Как ни банально это звучит, но современная литература почти совсем не занимается миссионерской деятельностью, она до сих пор закрыта миру. А ведь именно через слово, через диспут с языческими волхвами, через азбуку и просвещение распространялась вера на Руси. Вспомним хотя бы пример святого Стефана Пермского, просветителя зырян, составителя зырянской азбуки. Этой верой и сияла великая русская литература на протяжении всего тысячелетия своей истории.

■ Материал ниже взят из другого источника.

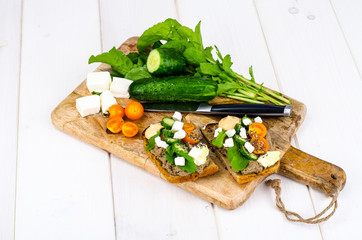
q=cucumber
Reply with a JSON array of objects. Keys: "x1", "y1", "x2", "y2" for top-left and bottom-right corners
[
  {"x1": 164, "y1": 138, "x2": 181, "y2": 144},
  {"x1": 234, "y1": 123, "x2": 242, "y2": 134},
  {"x1": 239, "y1": 143, "x2": 258, "y2": 160},
  {"x1": 173, "y1": 143, "x2": 189, "y2": 155},
  {"x1": 129, "y1": 76, "x2": 218, "y2": 102},
  {"x1": 161, "y1": 117, "x2": 175, "y2": 129},
  {"x1": 147, "y1": 48, "x2": 186, "y2": 76},
  {"x1": 233, "y1": 135, "x2": 247, "y2": 145},
  {"x1": 241, "y1": 115, "x2": 253, "y2": 128},
  {"x1": 162, "y1": 128, "x2": 174, "y2": 137}
]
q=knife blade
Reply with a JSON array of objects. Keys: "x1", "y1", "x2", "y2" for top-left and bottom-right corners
[{"x1": 138, "y1": 102, "x2": 292, "y2": 117}]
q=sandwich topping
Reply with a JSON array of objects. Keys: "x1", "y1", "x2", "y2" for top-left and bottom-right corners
[
  {"x1": 145, "y1": 112, "x2": 211, "y2": 175},
  {"x1": 212, "y1": 115, "x2": 280, "y2": 173}
]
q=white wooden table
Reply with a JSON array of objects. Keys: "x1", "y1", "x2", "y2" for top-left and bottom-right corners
[{"x1": 1, "y1": 0, "x2": 360, "y2": 239}]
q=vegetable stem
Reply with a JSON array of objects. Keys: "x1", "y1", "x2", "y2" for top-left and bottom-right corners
[{"x1": 222, "y1": 93, "x2": 264, "y2": 104}]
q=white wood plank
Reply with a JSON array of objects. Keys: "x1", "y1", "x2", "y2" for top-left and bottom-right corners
[
  {"x1": 331, "y1": 0, "x2": 362, "y2": 76},
  {"x1": 0, "y1": 0, "x2": 21, "y2": 239},
  {"x1": 177, "y1": 0, "x2": 321, "y2": 239},
  {"x1": 99, "y1": 1, "x2": 218, "y2": 239},
  {"x1": 255, "y1": 0, "x2": 361, "y2": 238},
  {"x1": 15, "y1": 0, "x2": 115, "y2": 239}
]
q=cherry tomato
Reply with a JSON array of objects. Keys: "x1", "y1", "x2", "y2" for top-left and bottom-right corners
[
  {"x1": 182, "y1": 122, "x2": 195, "y2": 132},
  {"x1": 108, "y1": 104, "x2": 125, "y2": 118},
  {"x1": 248, "y1": 122, "x2": 267, "y2": 138},
  {"x1": 250, "y1": 136, "x2": 269, "y2": 154},
  {"x1": 122, "y1": 122, "x2": 139, "y2": 137},
  {"x1": 106, "y1": 117, "x2": 124, "y2": 133},
  {"x1": 182, "y1": 131, "x2": 200, "y2": 145},
  {"x1": 125, "y1": 101, "x2": 144, "y2": 120}
]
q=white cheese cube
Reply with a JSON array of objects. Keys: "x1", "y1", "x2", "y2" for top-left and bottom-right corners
[
  {"x1": 244, "y1": 142, "x2": 255, "y2": 153},
  {"x1": 226, "y1": 129, "x2": 236, "y2": 138},
  {"x1": 86, "y1": 72, "x2": 111, "y2": 93},
  {"x1": 172, "y1": 111, "x2": 182, "y2": 122},
  {"x1": 171, "y1": 121, "x2": 184, "y2": 132},
  {"x1": 223, "y1": 138, "x2": 234, "y2": 148},
  {"x1": 155, "y1": 136, "x2": 169, "y2": 149},
  {"x1": 76, "y1": 95, "x2": 101, "y2": 117},
  {"x1": 100, "y1": 90, "x2": 117, "y2": 113},
  {"x1": 214, "y1": 127, "x2": 222, "y2": 138},
  {"x1": 239, "y1": 127, "x2": 247, "y2": 138},
  {"x1": 175, "y1": 156, "x2": 185, "y2": 166},
  {"x1": 254, "y1": 116, "x2": 263, "y2": 123},
  {"x1": 242, "y1": 118, "x2": 252, "y2": 126},
  {"x1": 110, "y1": 77, "x2": 133, "y2": 98},
  {"x1": 173, "y1": 130, "x2": 186, "y2": 139}
]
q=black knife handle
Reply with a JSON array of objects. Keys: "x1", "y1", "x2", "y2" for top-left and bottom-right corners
[{"x1": 210, "y1": 104, "x2": 292, "y2": 116}]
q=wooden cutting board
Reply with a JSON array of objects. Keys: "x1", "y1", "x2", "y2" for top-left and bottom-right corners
[{"x1": 51, "y1": 37, "x2": 346, "y2": 210}]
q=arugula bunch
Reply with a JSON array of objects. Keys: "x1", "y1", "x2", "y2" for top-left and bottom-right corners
[{"x1": 89, "y1": 18, "x2": 290, "y2": 105}]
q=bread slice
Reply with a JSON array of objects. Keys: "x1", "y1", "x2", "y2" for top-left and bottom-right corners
[
  {"x1": 201, "y1": 123, "x2": 280, "y2": 185},
  {"x1": 143, "y1": 127, "x2": 219, "y2": 183}
]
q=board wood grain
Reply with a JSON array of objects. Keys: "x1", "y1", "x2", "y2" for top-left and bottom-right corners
[{"x1": 51, "y1": 37, "x2": 308, "y2": 209}]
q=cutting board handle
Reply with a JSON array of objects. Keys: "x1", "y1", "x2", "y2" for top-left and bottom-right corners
[{"x1": 277, "y1": 146, "x2": 346, "y2": 196}]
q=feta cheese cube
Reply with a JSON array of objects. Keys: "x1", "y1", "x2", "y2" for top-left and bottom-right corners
[
  {"x1": 155, "y1": 136, "x2": 169, "y2": 149},
  {"x1": 175, "y1": 156, "x2": 185, "y2": 166},
  {"x1": 100, "y1": 90, "x2": 117, "y2": 113},
  {"x1": 110, "y1": 77, "x2": 133, "y2": 98},
  {"x1": 239, "y1": 127, "x2": 247, "y2": 138},
  {"x1": 86, "y1": 72, "x2": 111, "y2": 93},
  {"x1": 76, "y1": 95, "x2": 101, "y2": 117},
  {"x1": 242, "y1": 118, "x2": 252, "y2": 126},
  {"x1": 223, "y1": 138, "x2": 234, "y2": 148},
  {"x1": 244, "y1": 142, "x2": 255, "y2": 153},
  {"x1": 172, "y1": 111, "x2": 182, "y2": 122},
  {"x1": 254, "y1": 116, "x2": 263, "y2": 123},
  {"x1": 226, "y1": 129, "x2": 236, "y2": 138},
  {"x1": 173, "y1": 130, "x2": 186, "y2": 139},
  {"x1": 214, "y1": 127, "x2": 222, "y2": 138},
  {"x1": 171, "y1": 121, "x2": 184, "y2": 132}
]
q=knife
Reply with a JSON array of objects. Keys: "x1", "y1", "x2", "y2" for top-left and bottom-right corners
[{"x1": 138, "y1": 102, "x2": 292, "y2": 117}]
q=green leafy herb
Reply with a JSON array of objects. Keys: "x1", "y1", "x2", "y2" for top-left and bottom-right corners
[
  {"x1": 88, "y1": 47, "x2": 133, "y2": 75},
  {"x1": 125, "y1": 66, "x2": 152, "y2": 81},
  {"x1": 212, "y1": 130, "x2": 226, "y2": 148},
  {"x1": 145, "y1": 130, "x2": 161, "y2": 151},
  {"x1": 227, "y1": 143, "x2": 249, "y2": 171},
  {"x1": 177, "y1": 155, "x2": 197, "y2": 173},
  {"x1": 183, "y1": 47, "x2": 207, "y2": 66},
  {"x1": 160, "y1": 39, "x2": 191, "y2": 53},
  {"x1": 91, "y1": 91, "x2": 102, "y2": 96},
  {"x1": 217, "y1": 81, "x2": 240, "y2": 95},
  {"x1": 199, "y1": 63, "x2": 221, "y2": 75}
]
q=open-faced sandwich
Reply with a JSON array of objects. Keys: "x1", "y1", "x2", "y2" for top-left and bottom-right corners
[
  {"x1": 143, "y1": 112, "x2": 219, "y2": 183},
  {"x1": 202, "y1": 115, "x2": 281, "y2": 185}
]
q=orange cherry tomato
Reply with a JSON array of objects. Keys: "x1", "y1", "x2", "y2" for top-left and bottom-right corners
[
  {"x1": 182, "y1": 131, "x2": 201, "y2": 145},
  {"x1": 125, "y1": 101, "x2": 144, "y2": 120},
  {"x1": 108, "y1": 104, "x2": 125, "y2": 118},
  {"x1": 248, "y1": 122, "x2": 267, "y2": 138},
  {"x1": 250, "y1": 136, "x2": 269, "y2": 155},
  {"x1": 182, "y1": 122, "x2": 195, "y2": 132},
  {"x1": 122, "y1": 122, "x2": 139, "y2": 137},
  {"x1": 106, "y1": 117, "x2": 124, "y2": 133}
]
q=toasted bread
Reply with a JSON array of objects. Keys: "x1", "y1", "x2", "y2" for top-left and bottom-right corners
[
  {"x1": 201, "y1": 123, "x2": 280, "y2": 185},
  {"x1": 143, "y1": 127, "x2": 219, "y2": 183}
]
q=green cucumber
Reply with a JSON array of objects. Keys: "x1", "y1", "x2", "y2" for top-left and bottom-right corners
[
  {"x1": 233, "y1": 135, "x2": 247, "y2": 145},
  {"x1": 162, "y1": 128, "x2": 174, "y2": 137},
  {"x1": 129, "y1": 76, "x2": 218, "y2": 102},
  {"x1": 147, "y1": 48, "x2": 186, "y2": 76},
  {"x1": 164, "y1": 138, "x2": 181, "y2": 144},
  {"x1": 239, "y1": 143, "x2": 258, "y2": 160},
  {"x1": 161, "y1": 117, "x2": 175, "y2": 129},
  {"x1": 234, "y1": 123, "x2": 242, "y2": 134}
]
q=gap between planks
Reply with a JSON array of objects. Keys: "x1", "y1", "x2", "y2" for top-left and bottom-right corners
[
  {"x1": 252, "y1": 0, "x2": 324, "y2": 238},
  {"x1": 328, "y1": 0, "x2": 362, "y2": 82}
]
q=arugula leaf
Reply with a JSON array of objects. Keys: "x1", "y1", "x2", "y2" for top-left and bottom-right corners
[
  {"x1": 137, "y1": 18, "x2": 183, "y2": 52},
  {"x1": 199, "y1": 63, "x2": 221, "y2": 75},
  {"x1": 212, "y1": 130, "x2": 226, "y2": 148},
  {"x1": 125, "y1": 66, "x2": 152, "y2": 81},
  {"x1": 214, "y1": 45, "x2": 223, "y2": 61},
  {"x1": 217, "y1": 81, "x2": 240, "y2": 95},
  {"x1": 222, "y1": 55, "x2": 235, "y2": 78},
  {"x1": 160, "y1": 39, "x2": 191, "y2": 53},
  {"x1": 151, "y1": 40, "x2": 163, "y2": 50},
  {"x1": 127, "y1": 52, "x2": 140, "y2": 64},
  {"x1": 88, "y1": 47, "x2": 133, "y2": 75},
  {"x1": 188, "y1": 21, "x2": 203, "y2": 49},
  {"x1": 183, "y1": 47, "x2": 207, "y2": 66},
  {"x1": 249, "y1": 65, "x2": 255, "y2": 83},
  {"x1": 166, "y1": 151, "x2": 175, "y2": 164},
  {"x1": 177, "y1": 154, "x2": 197, "y2": 173},
  {"x1": 227, "y1": 144, "x2": 249, "y2": 171},
  {"x1": 145, "y1": 130, "x2": 161, "y2": 151},
  {"x1": 91, "y1": 91, "x2": 102, "y2": 96},
  {"x1": 204, "y1": 46, "x2": 216, "y2": 64}
]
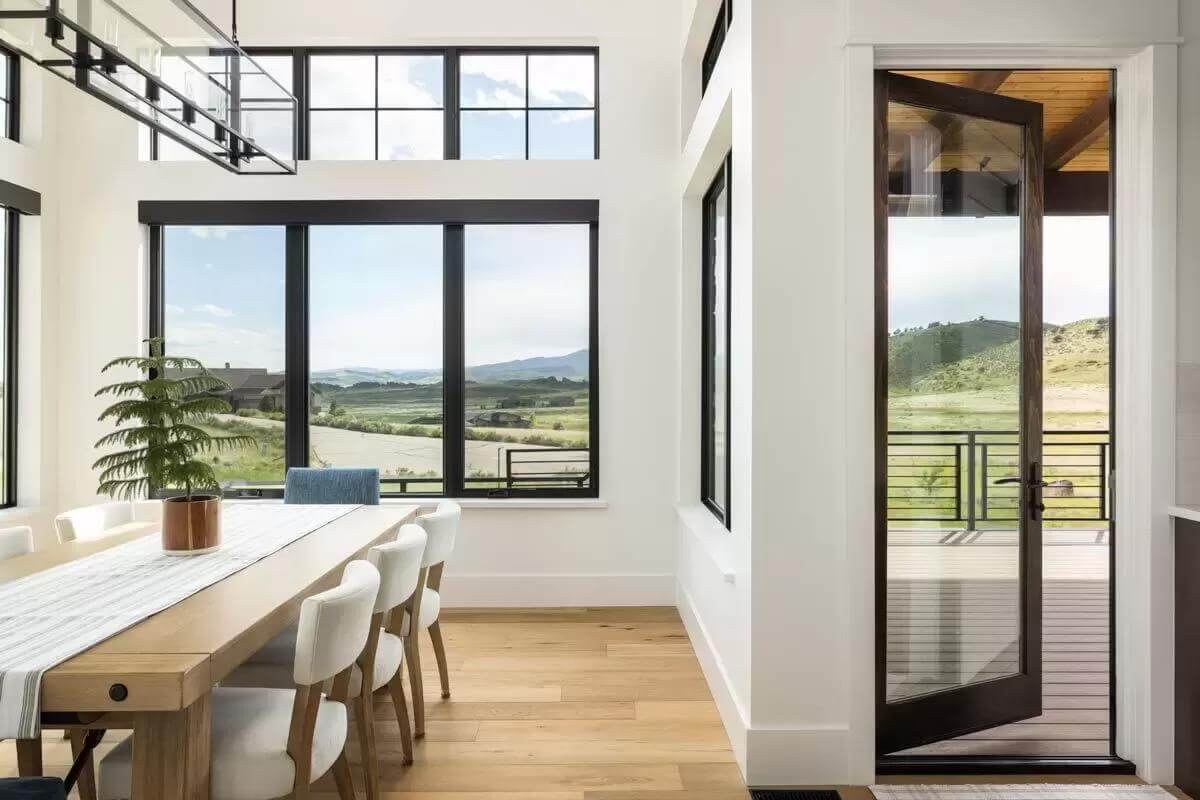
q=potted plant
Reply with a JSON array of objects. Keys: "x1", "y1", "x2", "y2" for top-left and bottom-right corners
[{"x1": 93, "y1": 338, "x2": 257, "y2": 555}]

Мир враждебен, погружен в хаос, Бог непознаваем, а зачастую и неузнаваем за абстрактными категориями, мое “я” есть единственная ценность — вот постулаты сегодняшнего дня. Современная культура напрочь потеряла ощущение мира, переживания его и себя как единого храмового ансамблевого целого, и в этом ее основная трагедия. Сейчас нужен не столько новый Толстой, сколько такой хор голосов совести, который, например, прозвучал в сборнике “Вехи”. Нужно сделать паузу, отстранится от безумного вихревого потока времени, чтобы осознать, какие мы есть на самом деле и куда несемся. Литератору следует отойти от верхоглядства, исследования только лишь одной эмпирии — к осознанию, прочувствованию важнейших жизненных ценностей. К осознанию и глубокому восприятию духовно-нравственной традиции.